5th, 8th and 15th President of Venezuela
- In office 29 August 1861 – 15 June 1863
- Vice President: Vacant
- Preceded by: Pedro Gual Escandón (Interim)
- Succeeded by: Juan Crisóstomo Falcón
- In office 1 February 1839 – 28 January 1843
- Vice President: Carlos Soublette (1839–1841); Santos Michelena (1841–1843);
- Preceded by: Carlos Soublette
- Succeeded by: Carlos Soublette
- In office 13 January 1830 – 20 January 1835
- Vice President: Diego Bautista Urbaneja (1830–1833); Andrés Narvarte (1833–1835);
- Preceded by: Simón Bolívar (as President of the Third Republic of Venezuela)
- Succeeded by: Andrés Narvarte (Interim)

Personal details
- Born: 13 June 1790 Curpa, Portuguesa, Captaincy General of Venezuela, Spanish Empire
- Died: 6 May 1873 (aged 82) New York City, U.S.
- Spouse: Dominga Ortiz Orzúa ​(m. 1809)​
- Domestic partner(s): Barbarita Nieves (1821–1847, her death)
- Children: 11
- Occupation: Politician
- Profession: Military officer

Military service
- Allegiance: State of Venezuela
- Branch/service: Venezuelan Army
- Years of service: 1809–1863
- Rank: General in Chief (from 1829)
- Battles/wars: Venezuelan War of Independence, Peruvian War of Independence (Sent military forces to aid Bolívar)

= José Antonio Páez =

President of Venezuela

José Antonio Páez Herrera (/es/; 13 June 1790 – 6 May 1873) was a Venezuelan politician and military officer who served as the president of Venezuela three times. The first as the 5th president from 1830 to 1835, the second as the 8th president from 1839 to 1843, and the third as the 15th president from 1861 to 1863. He fought against the Spanish Crown for Simón Bolívar during the Venezuelan War of Independence. Páez later led Venezuela's separation from Gran Colombia.

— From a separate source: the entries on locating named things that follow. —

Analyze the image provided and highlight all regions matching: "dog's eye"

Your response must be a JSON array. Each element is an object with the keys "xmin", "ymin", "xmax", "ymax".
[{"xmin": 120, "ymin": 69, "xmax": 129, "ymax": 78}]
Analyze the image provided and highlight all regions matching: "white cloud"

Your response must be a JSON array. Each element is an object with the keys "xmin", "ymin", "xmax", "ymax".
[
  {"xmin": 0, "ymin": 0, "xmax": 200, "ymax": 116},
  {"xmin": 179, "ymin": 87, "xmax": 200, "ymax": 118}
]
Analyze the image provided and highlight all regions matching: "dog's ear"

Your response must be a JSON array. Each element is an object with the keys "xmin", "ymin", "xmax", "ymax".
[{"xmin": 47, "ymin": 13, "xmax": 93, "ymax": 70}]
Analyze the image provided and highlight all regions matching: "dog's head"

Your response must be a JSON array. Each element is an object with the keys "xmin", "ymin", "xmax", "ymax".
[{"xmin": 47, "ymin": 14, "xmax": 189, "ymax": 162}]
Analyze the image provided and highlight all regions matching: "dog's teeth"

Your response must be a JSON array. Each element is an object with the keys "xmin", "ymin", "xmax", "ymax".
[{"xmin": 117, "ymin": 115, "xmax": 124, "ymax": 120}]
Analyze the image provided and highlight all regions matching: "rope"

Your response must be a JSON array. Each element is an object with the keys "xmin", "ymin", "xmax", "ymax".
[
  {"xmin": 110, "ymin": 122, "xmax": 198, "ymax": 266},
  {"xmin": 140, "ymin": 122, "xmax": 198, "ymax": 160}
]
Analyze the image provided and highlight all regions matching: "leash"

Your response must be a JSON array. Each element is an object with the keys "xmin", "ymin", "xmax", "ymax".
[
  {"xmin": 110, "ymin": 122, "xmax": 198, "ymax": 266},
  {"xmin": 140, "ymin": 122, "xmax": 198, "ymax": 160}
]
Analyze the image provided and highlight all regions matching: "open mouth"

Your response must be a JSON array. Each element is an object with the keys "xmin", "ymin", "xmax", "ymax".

Páez dominated the country's politics for most of the next three decades once the country had achieved independence from Gran Colombia, serving either as president or as the power behind puppet presidents. He is considered a prime example of a 19th-century South American caudillo, saddling the country with a legacy of Liberal Party rule that lasted with only a few breaks until 1899. He lived in Buenos Aires and New York City during his years in exile and died in the latter in 1873.

== Biography ==

===Early life===
Páez was born in Curpa (now part of Acarigua), Portuguesa State in the Captaincy General of Venezuela – part of the Spanish Empire. His paternal grandmother, Luisa Antonia de Mendoza y Mota, was daughter of Luís Rodríguez de Mendoza, a native of Icod de los Vinos, Tenerife (Canary Island). He was of humble origins, his father being a low level employee of the colonial government. His mother Maria Violante Herrera is said to have been born in Quíbor, Lara as one of the descendants of Welser German settlers. She had a nickname "La Catira de los ojos azules" (The blue-eyed blonde [The term "catira" is a feminine form of "catire", a Venezuelan slang word for "blond."]) As a boy he was forced to work like a slave. By the age of 20, Páez was married and earning a living by trading cattle.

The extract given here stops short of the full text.